Et même, si par pudeur par ici, l’on n’évoque point les relations hommes-femmes, je prends tout de même les libertés de vous flatter afin de trouver, en accouchant de ces lignes, les quiétudes à mon corps enflammé.
Je regrette tant de ne pas partager avec les maghrébines ce que j’ai assez partagé avec les européennes. En ces pays d’exil, il y a les libertés alors qu’en nos pays du Maghreb, il y a encore les interdits et pas du tout d’égalité ; les femmes régnant aux foyers, les hommes maîtres, aujourd’hui contestés, de l’espace public.

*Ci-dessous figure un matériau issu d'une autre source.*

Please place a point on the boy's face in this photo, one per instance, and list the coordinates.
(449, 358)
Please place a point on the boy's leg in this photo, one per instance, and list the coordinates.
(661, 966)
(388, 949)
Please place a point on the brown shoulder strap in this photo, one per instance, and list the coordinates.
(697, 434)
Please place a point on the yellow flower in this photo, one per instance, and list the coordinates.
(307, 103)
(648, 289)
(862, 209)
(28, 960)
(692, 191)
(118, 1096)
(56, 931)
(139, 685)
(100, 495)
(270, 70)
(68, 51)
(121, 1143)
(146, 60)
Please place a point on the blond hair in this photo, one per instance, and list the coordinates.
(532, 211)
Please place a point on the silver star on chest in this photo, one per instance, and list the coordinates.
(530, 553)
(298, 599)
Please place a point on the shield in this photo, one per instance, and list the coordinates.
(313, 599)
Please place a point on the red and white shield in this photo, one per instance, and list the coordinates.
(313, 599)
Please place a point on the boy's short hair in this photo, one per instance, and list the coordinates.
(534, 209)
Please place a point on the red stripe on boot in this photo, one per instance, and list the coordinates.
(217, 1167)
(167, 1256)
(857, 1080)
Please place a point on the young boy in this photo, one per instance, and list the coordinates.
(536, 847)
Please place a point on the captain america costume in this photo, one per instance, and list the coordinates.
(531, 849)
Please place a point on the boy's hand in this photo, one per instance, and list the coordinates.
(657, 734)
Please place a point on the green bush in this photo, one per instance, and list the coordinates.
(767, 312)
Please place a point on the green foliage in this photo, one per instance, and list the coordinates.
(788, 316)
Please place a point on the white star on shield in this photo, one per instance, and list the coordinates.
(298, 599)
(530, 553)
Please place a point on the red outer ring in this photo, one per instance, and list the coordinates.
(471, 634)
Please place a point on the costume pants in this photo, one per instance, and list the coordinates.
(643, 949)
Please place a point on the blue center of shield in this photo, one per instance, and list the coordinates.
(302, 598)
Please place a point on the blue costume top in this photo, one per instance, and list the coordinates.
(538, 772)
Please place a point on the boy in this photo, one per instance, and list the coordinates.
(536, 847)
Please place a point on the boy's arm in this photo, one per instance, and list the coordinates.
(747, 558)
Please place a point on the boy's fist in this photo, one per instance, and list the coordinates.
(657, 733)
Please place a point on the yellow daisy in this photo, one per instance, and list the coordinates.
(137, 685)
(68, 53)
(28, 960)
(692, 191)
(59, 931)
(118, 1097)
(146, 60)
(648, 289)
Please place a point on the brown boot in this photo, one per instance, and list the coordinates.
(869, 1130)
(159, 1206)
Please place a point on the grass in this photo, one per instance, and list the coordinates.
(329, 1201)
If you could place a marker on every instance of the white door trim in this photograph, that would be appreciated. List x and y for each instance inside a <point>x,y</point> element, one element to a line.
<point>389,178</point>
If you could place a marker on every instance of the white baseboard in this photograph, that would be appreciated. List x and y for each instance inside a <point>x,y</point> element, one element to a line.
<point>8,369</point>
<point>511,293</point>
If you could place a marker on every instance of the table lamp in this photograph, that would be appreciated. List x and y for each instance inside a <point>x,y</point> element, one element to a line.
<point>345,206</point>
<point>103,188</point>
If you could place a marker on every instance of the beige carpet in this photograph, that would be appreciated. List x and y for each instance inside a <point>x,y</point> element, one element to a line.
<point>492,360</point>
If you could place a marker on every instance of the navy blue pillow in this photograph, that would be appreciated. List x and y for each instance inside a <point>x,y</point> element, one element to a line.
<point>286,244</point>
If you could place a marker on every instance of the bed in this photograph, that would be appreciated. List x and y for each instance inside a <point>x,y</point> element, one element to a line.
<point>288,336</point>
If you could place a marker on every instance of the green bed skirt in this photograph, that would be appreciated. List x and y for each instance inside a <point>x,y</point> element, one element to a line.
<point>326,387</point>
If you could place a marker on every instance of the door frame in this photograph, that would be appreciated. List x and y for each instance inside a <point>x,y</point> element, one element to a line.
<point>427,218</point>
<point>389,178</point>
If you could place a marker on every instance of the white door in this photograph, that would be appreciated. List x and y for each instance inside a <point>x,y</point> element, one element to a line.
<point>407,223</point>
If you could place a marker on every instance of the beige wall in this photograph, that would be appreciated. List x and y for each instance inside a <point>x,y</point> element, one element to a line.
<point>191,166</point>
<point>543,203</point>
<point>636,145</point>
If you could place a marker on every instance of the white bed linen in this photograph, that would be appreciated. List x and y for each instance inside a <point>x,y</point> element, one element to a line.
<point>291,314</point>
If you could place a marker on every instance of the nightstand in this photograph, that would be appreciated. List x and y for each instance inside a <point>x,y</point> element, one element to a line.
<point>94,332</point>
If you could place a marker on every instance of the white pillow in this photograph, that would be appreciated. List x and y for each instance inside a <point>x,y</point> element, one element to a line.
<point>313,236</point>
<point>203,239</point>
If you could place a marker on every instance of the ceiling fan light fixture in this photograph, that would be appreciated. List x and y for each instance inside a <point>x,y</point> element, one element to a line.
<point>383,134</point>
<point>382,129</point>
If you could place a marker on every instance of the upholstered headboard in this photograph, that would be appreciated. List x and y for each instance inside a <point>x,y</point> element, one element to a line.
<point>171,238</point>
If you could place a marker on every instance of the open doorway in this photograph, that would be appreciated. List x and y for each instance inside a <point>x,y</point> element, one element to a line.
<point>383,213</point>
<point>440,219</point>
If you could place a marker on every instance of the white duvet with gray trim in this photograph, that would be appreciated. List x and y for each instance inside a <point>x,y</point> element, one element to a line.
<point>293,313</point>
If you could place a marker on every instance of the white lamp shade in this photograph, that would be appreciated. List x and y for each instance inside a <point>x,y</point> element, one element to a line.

En émergeant d’un hiver cruel avec mon cœur noir, pleurant avec les sans-abris, je vis les premiers jours reluisants de la douceur printanière, même si malmenés et encore maussades par l’absence de fleurs, ces filles encore interdites de flâner avec nous dans les rues…

Est-ce que je regrette d’avoir su par mon vécu ailleurs, les bienfaits de la mixité, la douceur de ces femmes égayant l’espace public, adoucissant nos mœurs ?

Qu’est ce qui me prend de dénoncer encore notre mode de vie réfuté des les premières années de notre adolescence, par mes copains et moi ?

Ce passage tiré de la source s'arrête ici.